In order to purchase the lifting of the siege of Calais by England’s Edward III, six burghers were willing to sacrifice their lives. This is the theme of the dramatic sculptural group. They were saved by the intervention of the English Queen, Philippa of Hainault. The crowns of England and France were pretty interchangeable in those days, as exemplified by Richard, Coeur de Lion, featured two days ago.

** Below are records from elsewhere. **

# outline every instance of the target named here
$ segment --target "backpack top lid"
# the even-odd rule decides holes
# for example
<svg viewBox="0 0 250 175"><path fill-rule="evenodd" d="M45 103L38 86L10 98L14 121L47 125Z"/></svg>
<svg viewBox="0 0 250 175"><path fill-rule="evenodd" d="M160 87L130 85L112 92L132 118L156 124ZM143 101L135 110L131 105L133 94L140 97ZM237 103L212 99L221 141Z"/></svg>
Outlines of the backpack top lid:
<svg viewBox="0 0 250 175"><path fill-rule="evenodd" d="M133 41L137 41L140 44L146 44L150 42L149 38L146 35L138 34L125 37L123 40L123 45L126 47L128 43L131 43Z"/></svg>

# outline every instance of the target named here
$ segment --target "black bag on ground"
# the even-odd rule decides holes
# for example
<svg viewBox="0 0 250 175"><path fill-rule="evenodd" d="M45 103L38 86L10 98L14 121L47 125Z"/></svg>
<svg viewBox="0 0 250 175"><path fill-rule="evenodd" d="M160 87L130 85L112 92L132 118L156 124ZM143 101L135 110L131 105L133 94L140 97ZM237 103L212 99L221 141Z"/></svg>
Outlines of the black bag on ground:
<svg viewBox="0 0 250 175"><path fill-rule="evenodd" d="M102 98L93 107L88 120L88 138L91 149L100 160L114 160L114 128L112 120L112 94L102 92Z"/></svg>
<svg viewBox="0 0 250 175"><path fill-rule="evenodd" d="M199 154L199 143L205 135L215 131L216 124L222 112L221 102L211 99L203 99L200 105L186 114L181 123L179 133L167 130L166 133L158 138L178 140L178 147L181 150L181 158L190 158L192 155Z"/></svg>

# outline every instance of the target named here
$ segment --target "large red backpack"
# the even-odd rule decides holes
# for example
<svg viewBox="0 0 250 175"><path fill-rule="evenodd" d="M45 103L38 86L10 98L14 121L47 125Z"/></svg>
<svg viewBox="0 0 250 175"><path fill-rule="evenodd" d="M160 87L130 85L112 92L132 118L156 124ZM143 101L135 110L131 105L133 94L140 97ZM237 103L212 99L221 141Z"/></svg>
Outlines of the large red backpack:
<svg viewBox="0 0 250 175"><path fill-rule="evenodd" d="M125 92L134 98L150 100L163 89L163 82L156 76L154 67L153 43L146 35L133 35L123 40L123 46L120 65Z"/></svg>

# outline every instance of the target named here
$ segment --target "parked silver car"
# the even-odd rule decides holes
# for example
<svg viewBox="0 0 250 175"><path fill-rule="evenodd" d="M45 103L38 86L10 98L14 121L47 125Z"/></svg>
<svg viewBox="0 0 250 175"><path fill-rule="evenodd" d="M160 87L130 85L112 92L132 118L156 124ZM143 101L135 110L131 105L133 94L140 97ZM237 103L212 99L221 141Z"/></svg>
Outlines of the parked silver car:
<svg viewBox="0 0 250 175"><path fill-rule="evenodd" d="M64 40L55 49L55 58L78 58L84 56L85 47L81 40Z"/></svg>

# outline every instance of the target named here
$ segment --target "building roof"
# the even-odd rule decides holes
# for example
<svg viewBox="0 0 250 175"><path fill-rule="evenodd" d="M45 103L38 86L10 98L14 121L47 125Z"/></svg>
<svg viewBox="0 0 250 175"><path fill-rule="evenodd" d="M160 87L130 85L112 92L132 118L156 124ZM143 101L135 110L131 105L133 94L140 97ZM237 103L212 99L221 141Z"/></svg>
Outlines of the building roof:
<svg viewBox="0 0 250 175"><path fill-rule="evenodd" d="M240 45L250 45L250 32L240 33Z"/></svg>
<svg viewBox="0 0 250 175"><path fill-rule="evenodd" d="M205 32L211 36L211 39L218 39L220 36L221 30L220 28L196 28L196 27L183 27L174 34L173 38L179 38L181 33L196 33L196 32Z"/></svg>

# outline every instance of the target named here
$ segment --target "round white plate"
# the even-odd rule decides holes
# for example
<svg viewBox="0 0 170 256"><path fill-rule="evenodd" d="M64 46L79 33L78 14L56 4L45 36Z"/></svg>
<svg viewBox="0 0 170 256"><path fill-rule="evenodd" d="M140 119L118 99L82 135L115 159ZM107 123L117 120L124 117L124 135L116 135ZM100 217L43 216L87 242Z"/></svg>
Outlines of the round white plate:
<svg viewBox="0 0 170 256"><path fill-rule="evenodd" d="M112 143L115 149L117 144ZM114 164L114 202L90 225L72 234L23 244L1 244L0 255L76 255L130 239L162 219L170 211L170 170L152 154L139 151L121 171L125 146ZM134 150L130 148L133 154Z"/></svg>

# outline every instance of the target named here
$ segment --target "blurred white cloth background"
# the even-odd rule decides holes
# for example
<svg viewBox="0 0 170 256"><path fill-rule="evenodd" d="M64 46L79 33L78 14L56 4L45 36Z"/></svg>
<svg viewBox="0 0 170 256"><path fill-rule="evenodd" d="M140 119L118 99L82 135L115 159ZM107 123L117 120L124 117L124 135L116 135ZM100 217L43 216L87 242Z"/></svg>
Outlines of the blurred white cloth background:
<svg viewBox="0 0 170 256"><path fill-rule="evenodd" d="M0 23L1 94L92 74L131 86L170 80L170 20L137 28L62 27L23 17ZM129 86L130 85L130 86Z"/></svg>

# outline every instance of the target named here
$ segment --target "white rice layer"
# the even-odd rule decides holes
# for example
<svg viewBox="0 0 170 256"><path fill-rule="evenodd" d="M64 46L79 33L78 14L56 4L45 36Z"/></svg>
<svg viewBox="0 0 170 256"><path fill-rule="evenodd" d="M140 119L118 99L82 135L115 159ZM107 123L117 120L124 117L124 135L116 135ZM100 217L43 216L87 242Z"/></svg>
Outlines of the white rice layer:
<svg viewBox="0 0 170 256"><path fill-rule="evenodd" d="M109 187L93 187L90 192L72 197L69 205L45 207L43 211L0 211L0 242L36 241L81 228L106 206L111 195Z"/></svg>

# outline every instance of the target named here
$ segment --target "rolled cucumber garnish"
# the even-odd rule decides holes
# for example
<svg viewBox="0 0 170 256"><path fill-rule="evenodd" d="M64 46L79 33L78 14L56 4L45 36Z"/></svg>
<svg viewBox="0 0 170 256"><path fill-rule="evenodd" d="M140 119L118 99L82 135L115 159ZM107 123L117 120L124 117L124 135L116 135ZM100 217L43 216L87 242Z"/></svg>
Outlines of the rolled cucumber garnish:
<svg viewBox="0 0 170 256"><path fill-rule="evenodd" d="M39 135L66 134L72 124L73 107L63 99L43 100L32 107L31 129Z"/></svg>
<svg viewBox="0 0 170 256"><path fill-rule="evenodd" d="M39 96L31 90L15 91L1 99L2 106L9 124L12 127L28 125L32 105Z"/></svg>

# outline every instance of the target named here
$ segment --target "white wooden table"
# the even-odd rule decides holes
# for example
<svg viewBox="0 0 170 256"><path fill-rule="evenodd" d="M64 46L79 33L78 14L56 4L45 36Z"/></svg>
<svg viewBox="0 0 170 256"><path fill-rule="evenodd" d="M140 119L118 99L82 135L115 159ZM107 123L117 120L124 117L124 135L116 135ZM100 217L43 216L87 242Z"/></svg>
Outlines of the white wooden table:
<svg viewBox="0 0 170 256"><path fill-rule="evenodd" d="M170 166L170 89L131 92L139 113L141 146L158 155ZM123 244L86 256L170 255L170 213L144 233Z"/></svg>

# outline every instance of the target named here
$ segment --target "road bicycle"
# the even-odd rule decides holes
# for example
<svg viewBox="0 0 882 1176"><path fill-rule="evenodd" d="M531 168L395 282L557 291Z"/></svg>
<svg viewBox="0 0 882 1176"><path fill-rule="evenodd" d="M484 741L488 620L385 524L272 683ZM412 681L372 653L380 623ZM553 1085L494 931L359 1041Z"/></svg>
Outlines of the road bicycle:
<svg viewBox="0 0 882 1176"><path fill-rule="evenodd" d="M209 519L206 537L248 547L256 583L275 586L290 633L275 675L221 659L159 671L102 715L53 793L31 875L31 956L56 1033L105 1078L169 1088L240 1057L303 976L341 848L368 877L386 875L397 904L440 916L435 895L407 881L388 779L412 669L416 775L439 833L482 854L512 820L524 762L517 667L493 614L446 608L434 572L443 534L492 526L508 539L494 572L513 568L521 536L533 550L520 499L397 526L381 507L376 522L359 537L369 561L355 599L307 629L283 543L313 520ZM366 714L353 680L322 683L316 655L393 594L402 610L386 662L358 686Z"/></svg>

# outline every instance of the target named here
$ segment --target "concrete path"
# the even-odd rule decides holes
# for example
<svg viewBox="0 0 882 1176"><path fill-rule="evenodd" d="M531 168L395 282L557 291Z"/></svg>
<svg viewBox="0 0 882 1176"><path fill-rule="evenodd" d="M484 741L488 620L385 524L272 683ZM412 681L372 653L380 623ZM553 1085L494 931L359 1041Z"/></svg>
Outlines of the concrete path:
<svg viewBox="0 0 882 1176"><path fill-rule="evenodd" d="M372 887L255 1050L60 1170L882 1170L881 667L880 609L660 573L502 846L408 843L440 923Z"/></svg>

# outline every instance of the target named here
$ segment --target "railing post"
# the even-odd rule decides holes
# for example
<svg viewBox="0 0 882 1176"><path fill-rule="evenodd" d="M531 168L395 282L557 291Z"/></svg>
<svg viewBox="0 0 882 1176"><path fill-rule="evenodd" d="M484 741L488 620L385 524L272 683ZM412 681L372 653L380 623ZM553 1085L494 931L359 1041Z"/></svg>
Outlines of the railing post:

Today, he still sits astride his horse, sword raised, about to send his motorised transport into battle from the Houses of Parliament car park.
Lambeth Palace, which I would pass on the 507 bus back to Waterloo, stands on the opposite bank of the Thames, vying with the vast modern buildings alongside, the tallest of which blends with it rather well.
I walked through Dean’s Yard, where the ornamental trees were beginning to rival the splendour of the Parliamentary gilt in the background.
Jackie met me at Southampton after I made my usual journey back there, drove me home, and fed me with a superb sausage and bacon casserole followed by apple crumble, with which I finished the Kumala begun a few days ago.